闪电代写 -代写CS作业_CS代写_Finance代写_Economic代写_Statistics代写_代码代做_IT代写_加急帮助

Hello, dear friend, you can consult us at any time if you have any questions, add WeChat: daixieit

COMP3702 2021 - Practice Exam

MODULE 1: SEARCH

Question 1.1

Regarding blind search algorithms:

a) What data structure is best used to implement breadth-first-search?

b) What blind search algorithm or algorithms can be implemented using priority queue?

c) Explain in your own words the benefits of using iterative-deepening depth-first search over depth-first search in a search problem.

Question 1.2

Answer the following questions about the search problem on the gridworld shown below:

The details of this problem are:

• The 5x5 grid has obstacles indicated by black tiles in three contiguous blocks, at coordinates (1,1), (1,2), (1,3); at (3,1) and (4,1); and at (3,3).

• The initial state is S, at coordinates (0,0), and the goal state is G, at (4,2).

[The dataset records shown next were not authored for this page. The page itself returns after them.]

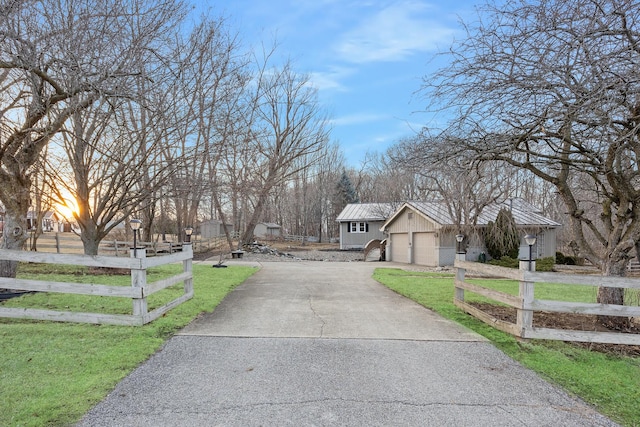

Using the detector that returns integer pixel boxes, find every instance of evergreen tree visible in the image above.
[336,170,360,209]
[485,208,520,259]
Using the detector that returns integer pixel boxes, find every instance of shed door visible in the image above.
[413,233,438,267]
[390,233,409,263]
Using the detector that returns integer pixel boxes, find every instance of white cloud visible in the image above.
[335,1,454,63]
[309,67,355,92]
[331,113,389,126]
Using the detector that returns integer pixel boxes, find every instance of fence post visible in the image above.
[182,243,193,294]
[516,263,535,338]
[131,248,147,319]
[453,260,465,301]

For the questions that ask for a path, please give your answers in the form ‘S–(x,y)– …– (x,y)–G’. Break any priority ties using the move order up, right, down, left.

a) What path does iterative-deepening depth-first search with depth parameter k = 3 return for this search problem?

b) Now assume a constant cost of -1 per move. What path does uniform cost search return for this search problem?

c) Consider a heuristic for this search problem given by h = 4-x (x is the x-coordinate).

i. Is the heuristic h consistent?

ii. Is the heuristic h admissible?

MODULE 2: REASONING WITH CERTAINTY

Question 2.1

In chess, a queen can move in straight lines any number of squares left or right, forward or backward, or diagonally. The 8-queens puzzle is a classic problem of placing eight chess queens on an 8x8 chessboard so that no two queens threaten each other.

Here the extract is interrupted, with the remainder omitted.